Le problème est que la société n'a en général rien à faire de ces paroles, tous les préjugés et les jugements systématiques en sont issus. Et la parole artistique est quelque chose qui est dynamique, à côté de tout ce statisme qui est propre au phénomène d'une société, en tout cas de la nôtre.

Il y a beaucoup de courage dans le fait de confronter sa démarche à l'extérieur, à la mentalité ambiante, c'est dans l'air du temps : on a tendance à considérer l'art comme un produit commercial. Il faut trouver le point d'équilibre entre la recherche de cohérence et la confrontation à cet environnement.

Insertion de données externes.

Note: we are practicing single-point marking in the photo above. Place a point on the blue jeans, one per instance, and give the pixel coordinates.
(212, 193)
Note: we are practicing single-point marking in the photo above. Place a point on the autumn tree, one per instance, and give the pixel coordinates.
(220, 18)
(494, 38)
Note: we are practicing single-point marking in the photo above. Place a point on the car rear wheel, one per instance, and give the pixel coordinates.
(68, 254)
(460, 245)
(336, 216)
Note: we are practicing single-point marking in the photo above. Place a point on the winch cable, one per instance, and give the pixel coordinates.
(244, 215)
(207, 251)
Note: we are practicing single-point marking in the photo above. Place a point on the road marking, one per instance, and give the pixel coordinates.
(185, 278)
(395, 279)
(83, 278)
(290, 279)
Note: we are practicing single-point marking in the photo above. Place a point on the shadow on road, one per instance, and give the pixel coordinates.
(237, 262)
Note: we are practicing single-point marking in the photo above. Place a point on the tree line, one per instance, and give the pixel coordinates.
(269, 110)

Oui, je préfère le terme d'harmonie. C'est à la fois un terme musical et en même temps ça signifie un bien-être et je ne dis pas que le bien être soit le sens de la vie. Je ne sais pas quel sens elle peut avoir. Ceci dit, moi je penche pour ce que j'aime bien appeler l 'extase. A chaque fois que j'ai des moments de jouissance, j'ai l'impression que ma vie vient de trouver sa raison d'être. C'est personnel, tout le monde ne doit pas avoir la même vision des choses.

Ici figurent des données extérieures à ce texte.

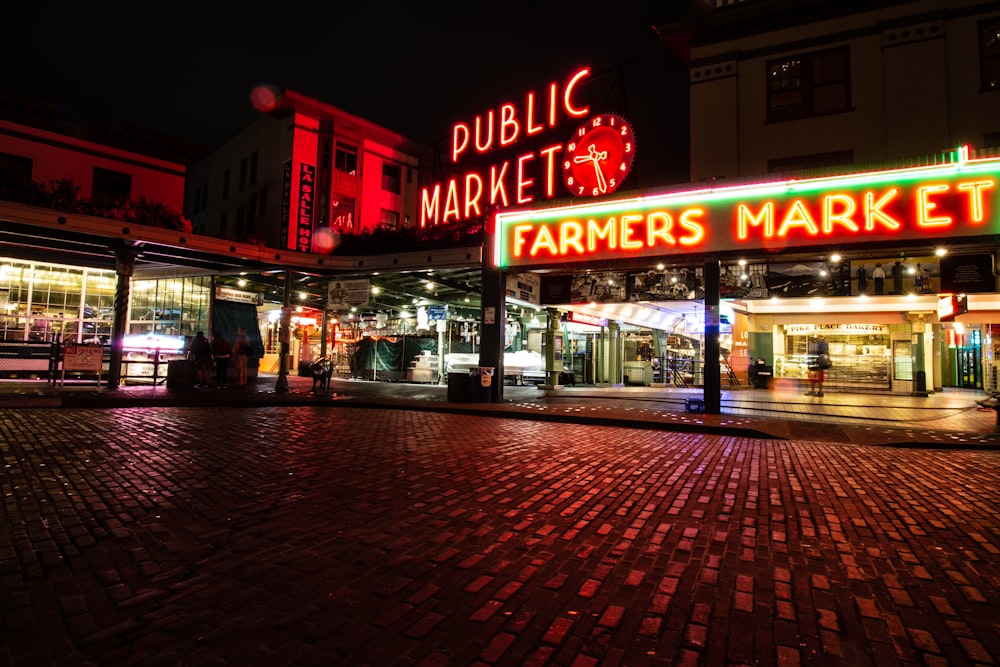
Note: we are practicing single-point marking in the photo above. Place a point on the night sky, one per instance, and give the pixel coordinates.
(187, 69)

Beaucoup trouvent leur jouissance dans des domaines sensiblement différents de ceux qui te concernent.

Oui. Pour moi la question du sens et tout ce qui tourne autour de l'existentialisme et même de l'idéalisme sont des questions auxquelles il faut répondre seul, en tant qu'individu.
Evidemment, si tu te lances dans une carrière politique, tu es amené à répondre à la place de tout le monde. C'est ingrat, moi ça ne m'intéresse pas du tout.
Mais par exemple avec la création de
l'An vert, on le savait dès le départ, c'est un projet qui s'inscrit dans le champ politique.

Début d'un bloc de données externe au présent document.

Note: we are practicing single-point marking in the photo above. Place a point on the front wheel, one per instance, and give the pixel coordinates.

À quel niveau, celui de la revendication d'une culture
alternative?

En ce qui me concerne, j'essaie de ne pas être dans la revendication, c'est plutôt une affirmation : "Ca doit être, et ça sera." Pourquoi? Parce qu'on le fait.
Donc il n'y a pas besoin de drapeaux. Il pourrait mais c'est une autre méthode. Mais moi, je ne pratique pas la revendication.
J'ai fait le choix de mener une vie d'artiste, je veux dire avec un petit a. Je ne pense pas qu'il faille se balader avec un costume d'artiste ni même avec une pancarte indiquant que l'on est un artiste, sûrement pas, mais évidemment, je n'ai pas de patron. Je n'ai donc pas besoin de créer de syndicat, et je dirais même, comme beaucoup l'on dit (
Dantes, Guy Debors,...), le disent et le diront encore, que je serais partisan de faire un parti à moi seul. Ca n'amène pas à croire qu'on est seul au monde et qu'on fait ce qu'on veut. Je ne renonce pas au fait de vivre dans une communauté et je crois au fait qu'il y a des droits et des devoirs entre les individus.

Sans être convaincu par les propositions qui s'adressent aux masses.

Absolument, et si une question se pose, c'est à moi qu'elle se pose. Il faut vivre les choses, les idées. Je ne pense pas qu'il faille scinder le monde des idées et celui de la sensibilité mais plutôt de donner une forme à la sensibilité et vivre les idées. "Je peux penser ce que je dis mais je peux aussi vivre ce que je pense". L'idéal serait que ça se passe de cette manière là.

Propos recueillis par entretien oral et retranscrit par écrit en mars 2004.